Edgewater Elementary School hosted a vocabulary parade at the school on Friday. Each of the 400 students had to independently find an unfamiliar word and then dress in costume to illustrate the meaning. This was the second year that the school held the word parade.
Megan King, fourth-grade teacher at the school who serves on the school’s literacy committee, heard about other schools doing a vocabulary parade and thought that it would be a good alternative to the traditional Halloween parade. She presented the idea to Principal Barry Fader, and he embraced it.
Third-grade teacher Julie Hesenperger, who also serves on the literacy committee, said that she liked the idea because it allowed children to dress up and be creative in their costumes, but gave students an opportunity for independent learning.
According to Julie, the county rule limiting parties to two per year made the group want to find a way for the kids to do something fun but with a purpose.
So about three weeks ago, children were instructed to find an unfamiliar word on their own. Julie said that for her students, it fit nicely since the Rotary Club had recently delivered dictionaries to each and every student as part of their Dictionary Project.
"One of my students came up with the word, ‘ornithologist,’ Julie said. "He had an interesting costume – he used foam core and put moss and grass around it and then put fake birds on. He wore a hard hat and binoculars," Julie said, describing how the student worked to illustrate being a bird scientist.
Not only did the students participate in the parade, but teachers and administrators also dressed up. Principal Fader dressed up as a as a ketchup bottle. Julie dressed as the word ‘abundance,’ by using pictures of hot dog buns and a dancer, phonetically sounding out, ‘a- bun-dance.’
Upon returning to the classroom, each student told their classmates the definition of the word, and any synonyms or antonyms that they could find.
At Davidsonville Elementary School on Monday children in kindergarten through third grade were invited to attend a free reading night hosted entirely by school staff.
The event was funded by a grant from Target stores, which the school won after second-grade teacher Megan Kinner wrote a proposal last May. The grant was for $2,000.
Megan said that one of the biggest issues for students is encouraging them to read every night throughout the school year.
‘We want to bring a love of reading, and reading aloud, and we wanted to find a way to encourage that,’ Megan said.

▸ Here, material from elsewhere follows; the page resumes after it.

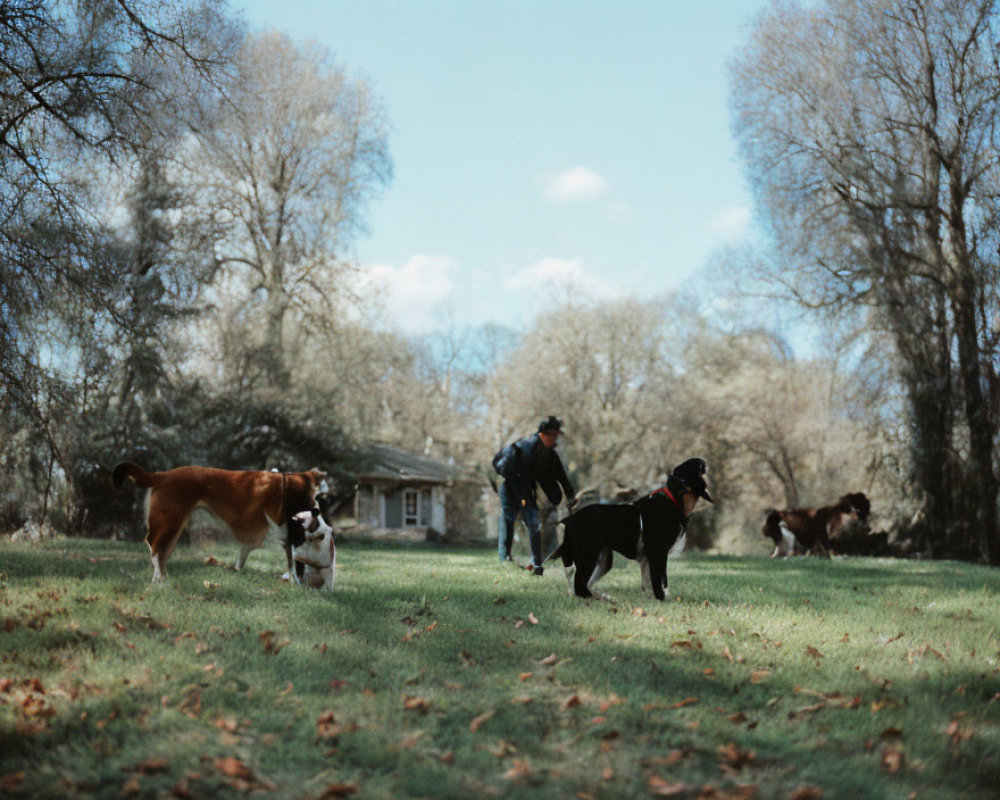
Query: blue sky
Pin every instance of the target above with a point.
(539, 145)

While Megan had to think through and map out the Reading Night plan for the purpose of the proposal, winning the grant meant that she needed to put those words into action. When she found out in August that she had won the grant, she began to put the evening’s activities together.
Working with her colleagues Lori Balzano and Stacy Taylor, both second-grade teachers, they got books and crafts and made arrangements for special guest readers.
At the Monday event, they had over 100 children and their parents show up. The event centered around a baseball theme to coincide with the World Series. They had three stations: first base, second base and third base as well as a beginning and ending assembly where everyone gathered together. Students rotated among the stations.
At first base, parents were given tips for reading to their children, like finding a comfortable space with easy access to books, pointing to words as you read aloud to your child, alternating reading pages of the book and engaging in a dialogue with your child about the story. Then parents and children scattered around the gymnasium to read to each other.
At second base, Principal Jean Marie Hofstadter read a story to students.
At third base, students had refreshments and got a craft.
Every 20 minutes the organizers told the students to rotate to the next station. Amy Swank came with her two children, Colton, 5, and Tory, 7.
‘If you develop a love of reading, there’s nothing you can’t do,’ she said as she worked on the craft with her two kids.